Golden Dragon Water Puppet Theatre
If you sink into the depths of depression on leaving the War Remnants’ Museum, the perfect antidote is just a block away at 55b Nguyen Thi Minh Khai. Water puppets are an ingenious concept and few people fail to be enchanted at their first encounter with these waterborne buffoons. The tradition of water puppetry is much stronger in the north, but it’s such an appealing aspect of Vietnamese culture that there’s plenty of demand for shows in the south as well. The early-evening timing of the shows (book tickets through t 08 3840 4027, goldendragonwaterpuppet.com; shows 5pm, 6.30pm; 50min;$7,5) make them a fun activity with the kids before bed or dinner and consist of a dozen or so sketches on themes like rearing ducks and catching foxes, boat racing and unicorns playing with a ball.
THE REUNIFICATION PALACE
Five minutes’ stroll north up Nam Ky Khoi Nghia from the Ho Chi Minh City Museum, a red flag billows proudly above the Reunification Palace. A whitewashed concrete edifice with all the charm of a municipal library, the palace occupies the site of the former Norodom Palace, a colonial mansion erected in 1871 to house the governor-general of Indochina. After the French departure in 1954, Ngo Dinh Diem commandeered this extravagant monument as his presidential palace, but after sustaining extensive damage in a February 1962 assassination attempt by two disaffected Southern pilots, the place was condemned and pulled down. The present building was named the Independence Palace upon completion in 1966, only to be retitled the Reunification Hall when the South fell in 1975. The reversion to the label “Palace” was doubtless made for tourist appeal. All visitors are required to join a group tour in one of several languages.

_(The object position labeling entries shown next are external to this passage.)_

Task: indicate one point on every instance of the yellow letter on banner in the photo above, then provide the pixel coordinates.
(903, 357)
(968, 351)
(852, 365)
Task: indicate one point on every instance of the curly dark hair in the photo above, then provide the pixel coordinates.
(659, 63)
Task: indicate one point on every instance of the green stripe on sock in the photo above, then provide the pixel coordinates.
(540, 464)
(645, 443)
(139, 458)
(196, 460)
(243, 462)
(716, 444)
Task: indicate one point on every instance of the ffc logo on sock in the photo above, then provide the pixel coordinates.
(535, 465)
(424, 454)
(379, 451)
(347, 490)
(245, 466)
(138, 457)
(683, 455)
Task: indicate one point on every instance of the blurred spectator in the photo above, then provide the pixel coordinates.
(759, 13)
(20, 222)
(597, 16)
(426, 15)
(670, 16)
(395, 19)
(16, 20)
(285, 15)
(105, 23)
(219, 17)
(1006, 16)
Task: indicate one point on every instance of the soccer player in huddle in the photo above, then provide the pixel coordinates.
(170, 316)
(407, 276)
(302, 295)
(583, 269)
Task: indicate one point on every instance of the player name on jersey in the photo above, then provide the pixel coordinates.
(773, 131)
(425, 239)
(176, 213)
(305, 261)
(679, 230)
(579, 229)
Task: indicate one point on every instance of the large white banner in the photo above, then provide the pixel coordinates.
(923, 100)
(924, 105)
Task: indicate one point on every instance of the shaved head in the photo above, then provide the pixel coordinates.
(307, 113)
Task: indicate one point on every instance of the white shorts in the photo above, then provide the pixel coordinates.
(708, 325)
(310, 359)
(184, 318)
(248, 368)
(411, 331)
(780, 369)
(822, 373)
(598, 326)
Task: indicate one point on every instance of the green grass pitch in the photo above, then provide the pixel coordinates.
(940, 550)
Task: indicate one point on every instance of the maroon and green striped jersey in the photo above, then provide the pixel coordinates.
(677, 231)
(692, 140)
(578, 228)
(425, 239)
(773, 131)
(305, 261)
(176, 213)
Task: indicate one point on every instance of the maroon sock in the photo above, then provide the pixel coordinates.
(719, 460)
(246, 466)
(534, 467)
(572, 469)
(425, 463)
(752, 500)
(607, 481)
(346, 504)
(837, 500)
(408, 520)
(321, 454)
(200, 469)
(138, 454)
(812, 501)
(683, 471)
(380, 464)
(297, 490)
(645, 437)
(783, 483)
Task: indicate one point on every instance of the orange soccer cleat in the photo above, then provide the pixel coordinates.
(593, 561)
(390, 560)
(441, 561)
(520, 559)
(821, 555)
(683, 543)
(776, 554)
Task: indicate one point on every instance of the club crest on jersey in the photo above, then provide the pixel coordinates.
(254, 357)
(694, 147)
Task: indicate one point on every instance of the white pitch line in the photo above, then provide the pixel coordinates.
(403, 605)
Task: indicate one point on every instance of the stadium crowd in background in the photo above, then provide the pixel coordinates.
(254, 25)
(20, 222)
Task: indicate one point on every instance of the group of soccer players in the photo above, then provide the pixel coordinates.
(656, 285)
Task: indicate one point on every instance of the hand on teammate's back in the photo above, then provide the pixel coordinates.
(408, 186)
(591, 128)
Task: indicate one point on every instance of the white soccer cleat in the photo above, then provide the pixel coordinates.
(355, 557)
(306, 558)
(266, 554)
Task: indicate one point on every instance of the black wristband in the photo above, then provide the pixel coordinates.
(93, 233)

Before the tour you enter a movie room, where a potted account of Vietnamese history and the American War is screened half-hourly. Guides then usher you through the hall’s many chambers, proudly pointing out every piece of porcelain, lacquerwork, rosewood and silk on display. Spookily unchanged from its working days, much of the building’s interior is a time capsule of sixties and seventies kitsch: pacing its airy banqueting rooms, conference halls and reception areas, it’s hard not to think you’ve strayed into the arch-criminal’s lair in a James Bond movie. Most interesting is the third floor, where, as well as the presidential library (with works by Laurens van der Post and Graham Greene alongside heavyweight political tomes), there’s a curtained projection room, and an entertainment lounge complete with tacky circular sofa and barrel-shaped bar. Nearby, a set of sawn-off elephant’s feet add an eerie touch to the decor. Perhaps the most atmospheric part of the building is the basement and former command centre, where wood-panelled combat staff quarters yield archaic radio equipment and vast wall maps.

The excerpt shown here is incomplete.